Mr Prince has started talking, after a long silence, to promote his book, "Civilian Warriors", in which he mounts a defence of his firm as unyielding as a Blackwater
He says he got his entrepreneurial instinct from his father, who built a successful motor-industry supplier and taught him that the best way to win and keep a customer is always to say yes, then overdeliver--a formula that worked spectacularly well for Blackwater until the deadly nature of its overdelivery became so controversial. Now he is glad to be out of the industry he helped build. With the winding down of America's military campaigns in Iraq and Afghanistan, it has become a "very crowded field; too many firms competing for a shrinking pie." But Blackwater's demise created space for two rivals: DynCorp International, a 60-year-old firm that diversified into military security, and Triple Canopy, founded in 2003 with a similar business model to Blackwater's.

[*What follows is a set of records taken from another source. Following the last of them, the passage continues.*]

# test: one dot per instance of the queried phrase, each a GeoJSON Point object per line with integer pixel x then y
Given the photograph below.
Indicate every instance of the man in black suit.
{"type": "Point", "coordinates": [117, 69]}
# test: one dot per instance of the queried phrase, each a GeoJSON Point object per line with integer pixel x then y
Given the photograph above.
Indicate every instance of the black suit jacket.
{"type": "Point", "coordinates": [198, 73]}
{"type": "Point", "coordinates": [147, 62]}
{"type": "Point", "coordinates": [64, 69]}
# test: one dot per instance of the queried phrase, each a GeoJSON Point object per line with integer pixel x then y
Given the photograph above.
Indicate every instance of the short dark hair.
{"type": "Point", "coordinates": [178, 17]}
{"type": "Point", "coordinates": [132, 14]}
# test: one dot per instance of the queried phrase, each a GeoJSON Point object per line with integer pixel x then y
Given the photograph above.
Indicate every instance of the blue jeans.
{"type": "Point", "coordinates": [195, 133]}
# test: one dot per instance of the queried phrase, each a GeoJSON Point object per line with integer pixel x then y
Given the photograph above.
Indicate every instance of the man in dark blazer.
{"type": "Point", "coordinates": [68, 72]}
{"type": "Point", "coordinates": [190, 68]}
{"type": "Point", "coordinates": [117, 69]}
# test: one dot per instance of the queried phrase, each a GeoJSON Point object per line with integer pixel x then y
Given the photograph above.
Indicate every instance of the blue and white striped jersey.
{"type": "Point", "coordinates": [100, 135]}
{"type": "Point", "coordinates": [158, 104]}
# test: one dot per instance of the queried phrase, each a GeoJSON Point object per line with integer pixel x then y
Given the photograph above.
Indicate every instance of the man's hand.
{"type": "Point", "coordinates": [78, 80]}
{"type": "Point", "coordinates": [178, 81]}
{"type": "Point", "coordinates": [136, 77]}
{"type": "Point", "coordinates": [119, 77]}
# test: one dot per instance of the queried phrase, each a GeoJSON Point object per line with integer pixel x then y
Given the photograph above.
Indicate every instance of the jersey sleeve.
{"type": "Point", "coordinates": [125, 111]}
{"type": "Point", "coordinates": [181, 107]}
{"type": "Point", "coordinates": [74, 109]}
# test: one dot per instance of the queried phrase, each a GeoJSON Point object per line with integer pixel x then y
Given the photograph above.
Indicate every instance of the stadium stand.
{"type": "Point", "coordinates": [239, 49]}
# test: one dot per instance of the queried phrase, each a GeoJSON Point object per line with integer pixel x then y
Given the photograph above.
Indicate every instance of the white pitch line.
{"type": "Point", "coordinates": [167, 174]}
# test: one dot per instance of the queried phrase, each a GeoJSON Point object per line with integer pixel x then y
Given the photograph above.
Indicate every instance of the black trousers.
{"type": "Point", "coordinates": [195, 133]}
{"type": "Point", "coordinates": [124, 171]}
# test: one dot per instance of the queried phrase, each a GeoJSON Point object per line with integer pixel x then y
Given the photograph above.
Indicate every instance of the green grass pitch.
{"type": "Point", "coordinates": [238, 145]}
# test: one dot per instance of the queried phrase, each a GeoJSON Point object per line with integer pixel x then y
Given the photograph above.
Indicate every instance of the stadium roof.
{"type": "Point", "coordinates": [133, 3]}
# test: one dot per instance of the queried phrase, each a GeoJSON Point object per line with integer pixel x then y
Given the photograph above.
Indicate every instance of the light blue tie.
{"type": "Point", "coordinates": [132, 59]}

Groups such as Human Rights First campaign against governments' use of private military contractors, and Barack Obama attacked Blackwater in his first presidential campaign. George Bush responded by modestly tightening the rules on its deployment. But there has been no change of course since Mr Obama took office. "There is no going back, we just need to figure out the new rules for when private military firms should be used and when they should not," says Sean McFate, an academic at Georgetown University who previously worked for DynCorp.
Imitators everywhere
Post-Blackwater, two trends have dominated the new industry, says Mr McFate: globalisation and indigenisation. On the supply side, there are a growing number of private military firms, and not all of the new ones were formed by former special forces from Western powers, such as Aegis and Blue Mountain, two British firms. Warlords in places such as Afghanistan and Somalia are creating contracting firms that they staff with local talent. Their embattled national governments are seeing the merits in contracting out security. So America is no longer the only big buyer of private force, notes Mr McFate.
One thing that would greatly improve the industry's prospects is if the United Nations began using private contractors for peacekeeping missions, as it is said to be considering. Today, such missions are staffed by soldiers from poorer countries, who are often badly trained. Mr Prince thinks that private contracting would make the UN more effective, but he has no intention of going after that business. For him, the new promised land is Africa, where he is investing in firms providing services to the oil and gas industry, in places where he thinks his expertise in providing logistics and security can give him a competitive edge.